Prometeo

Hacía viento. Eso no era bueno, porque los montgolfiers prefieren la lluvia al viento. Será algo relacionado con la presión, las isobaras o un puro capricho. Seguramente, la antorcha olímpica de París no quería volver a subirse al cielo por última vez. Miles de personas en las Tullerías esperaban. El clamor. No se movían. Tozudos. Concentrados. La antorcha tenía que volver a subirse al cielo. Era el fin de los Juego Paralímpicos de París que nos han dejado historias de superación, de admiración y de compasión a raudales. Se han acabado los días mágicos. Miles de parisinos esperan ese último gesto, un pequeño milagro, un guiño. La belleza surcando el cielo. El fuego que se había iniciado en Olimpia gracias al Sol (el fuego olímpico se enciende gracias a unos espejos convergentes que recogen los rayos de sol) debía regresar a casa.
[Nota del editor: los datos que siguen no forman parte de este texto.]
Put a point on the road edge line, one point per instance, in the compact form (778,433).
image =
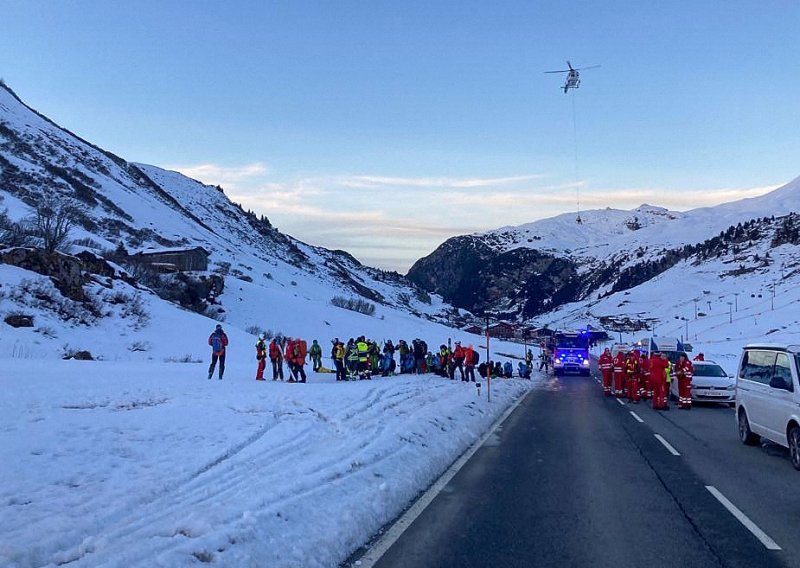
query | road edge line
(744,519)
(385,542)
(667,445)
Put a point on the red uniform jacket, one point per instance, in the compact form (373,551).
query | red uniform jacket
(658,368)
(619,362)
(684,370)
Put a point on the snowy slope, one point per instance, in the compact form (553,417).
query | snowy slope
(134,464)
(526,271)
(605,232)
(271,280)
(751,293)
(136,459)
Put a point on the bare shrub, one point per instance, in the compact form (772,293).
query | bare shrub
(52,221)
(139,346)
(354,304)
(188,358)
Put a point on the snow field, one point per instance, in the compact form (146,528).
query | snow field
(141,464)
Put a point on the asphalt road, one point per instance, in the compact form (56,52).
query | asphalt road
(574,479)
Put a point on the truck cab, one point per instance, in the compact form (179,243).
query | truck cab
(571,353)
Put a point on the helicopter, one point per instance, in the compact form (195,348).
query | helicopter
(573,77)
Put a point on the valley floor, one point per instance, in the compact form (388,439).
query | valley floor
(111,464)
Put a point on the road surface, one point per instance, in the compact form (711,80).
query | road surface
(573,478)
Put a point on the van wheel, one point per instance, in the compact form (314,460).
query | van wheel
(794,446)
(745,434)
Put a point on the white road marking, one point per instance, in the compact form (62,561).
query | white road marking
(385,542)
(750,525)
(666,444)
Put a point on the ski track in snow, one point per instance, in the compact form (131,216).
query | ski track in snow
(228,473)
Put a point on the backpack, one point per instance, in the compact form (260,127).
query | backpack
(216,343)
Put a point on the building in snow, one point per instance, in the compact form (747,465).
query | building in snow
(175,259)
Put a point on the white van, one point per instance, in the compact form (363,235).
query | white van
(768,396)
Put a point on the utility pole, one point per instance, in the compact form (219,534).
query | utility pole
(772,302)
(488,369)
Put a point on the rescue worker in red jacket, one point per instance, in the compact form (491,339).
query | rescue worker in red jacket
(276,358)
(459,355)
(296,358)
(632,376)
(261,356)
(684,371)
(659,366)
(469,364)
(606,363)
(648,385)
(618,367)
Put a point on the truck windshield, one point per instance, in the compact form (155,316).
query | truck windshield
(571,343)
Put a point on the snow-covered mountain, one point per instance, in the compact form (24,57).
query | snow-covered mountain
(531,270)
(271,280)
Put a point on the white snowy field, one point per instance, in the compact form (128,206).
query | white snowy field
(151,464)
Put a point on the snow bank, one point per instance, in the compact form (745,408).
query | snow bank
(141,464)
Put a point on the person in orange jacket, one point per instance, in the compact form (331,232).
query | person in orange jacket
(632,376)
(276,358)
(606,363)
(618,367)
(261,356)
(684,371)
(459,355)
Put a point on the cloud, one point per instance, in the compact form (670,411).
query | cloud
(351,212)
(227,177)
(374,182)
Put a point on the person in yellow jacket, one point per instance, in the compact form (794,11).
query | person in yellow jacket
(338,360)
(363,358)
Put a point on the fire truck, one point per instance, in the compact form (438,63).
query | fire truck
(571,352)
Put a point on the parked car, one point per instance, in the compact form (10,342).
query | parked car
(768,396)
(710,384)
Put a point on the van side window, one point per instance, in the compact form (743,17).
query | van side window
(757,366)
(783,371)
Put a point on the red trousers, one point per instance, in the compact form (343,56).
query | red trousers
(660,392)
(606,381)
(619,378)
(684,393)
(633,388)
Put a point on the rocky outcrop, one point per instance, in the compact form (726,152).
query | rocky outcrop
(64,270)
(521,282)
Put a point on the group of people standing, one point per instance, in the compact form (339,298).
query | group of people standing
(638,376)
(361,358)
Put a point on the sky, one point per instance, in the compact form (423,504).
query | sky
(384,128)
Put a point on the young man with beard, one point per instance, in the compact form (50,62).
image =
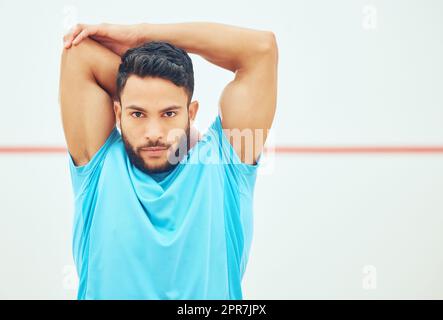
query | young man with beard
(160,211)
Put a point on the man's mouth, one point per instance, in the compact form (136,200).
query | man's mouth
(154,151)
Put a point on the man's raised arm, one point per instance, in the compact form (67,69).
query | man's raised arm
(248,102)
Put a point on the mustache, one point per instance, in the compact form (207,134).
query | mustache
(155,144)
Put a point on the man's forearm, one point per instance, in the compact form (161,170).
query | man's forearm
(227,46)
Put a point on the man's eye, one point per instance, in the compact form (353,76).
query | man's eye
(168,114)
(137,112)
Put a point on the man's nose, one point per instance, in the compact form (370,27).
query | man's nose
(153,131)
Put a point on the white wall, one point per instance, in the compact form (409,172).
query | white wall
(350,73)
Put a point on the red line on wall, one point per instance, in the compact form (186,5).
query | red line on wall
(276,149)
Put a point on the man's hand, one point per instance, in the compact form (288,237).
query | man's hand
(117,38)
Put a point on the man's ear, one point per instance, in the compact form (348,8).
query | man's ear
(118,113)
(193,109)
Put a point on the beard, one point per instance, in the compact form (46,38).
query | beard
(173,156)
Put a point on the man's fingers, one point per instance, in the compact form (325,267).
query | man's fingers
(78,28)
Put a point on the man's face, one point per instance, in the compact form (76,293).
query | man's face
(155,122)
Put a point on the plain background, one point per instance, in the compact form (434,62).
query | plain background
(327,226)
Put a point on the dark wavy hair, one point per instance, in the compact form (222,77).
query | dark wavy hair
(157,59)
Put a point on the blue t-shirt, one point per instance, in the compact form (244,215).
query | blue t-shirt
(184,235)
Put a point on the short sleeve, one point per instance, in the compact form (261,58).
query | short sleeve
(80,174)
(227,152)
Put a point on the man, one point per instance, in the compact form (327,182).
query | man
(161,212)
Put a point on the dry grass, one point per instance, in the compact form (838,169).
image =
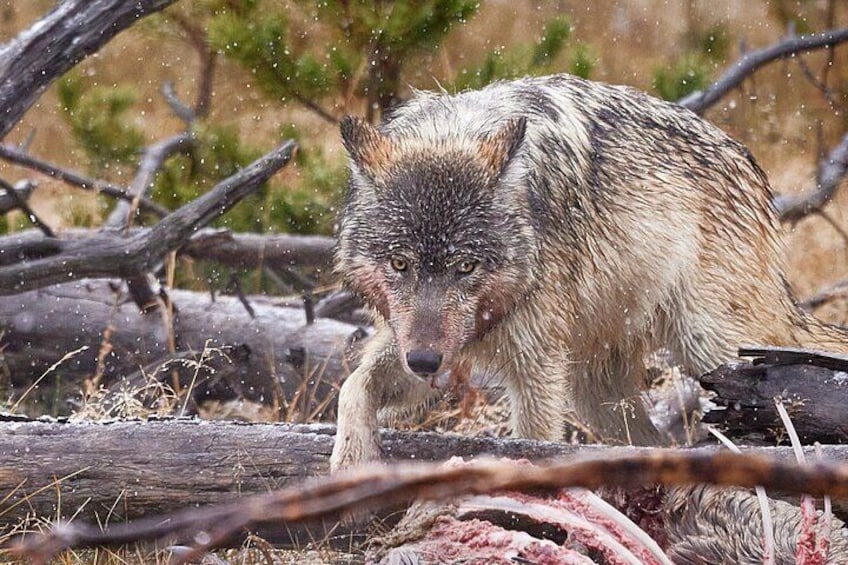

Lágrimas, aplausos, emoción. Se ha acabado la tregua Olímpica (algo hubo en Francia de tregua). La realidad ha regresado y el fuego mítico ya no está. Qué bellos fueron esos días. El globo amarillo con el fuego de los dioses griegos nos regaló la belleza. Prometeo debe estar feliz, ese Titán amigo de la humanidad. Fue él quién nos regaló el fuego.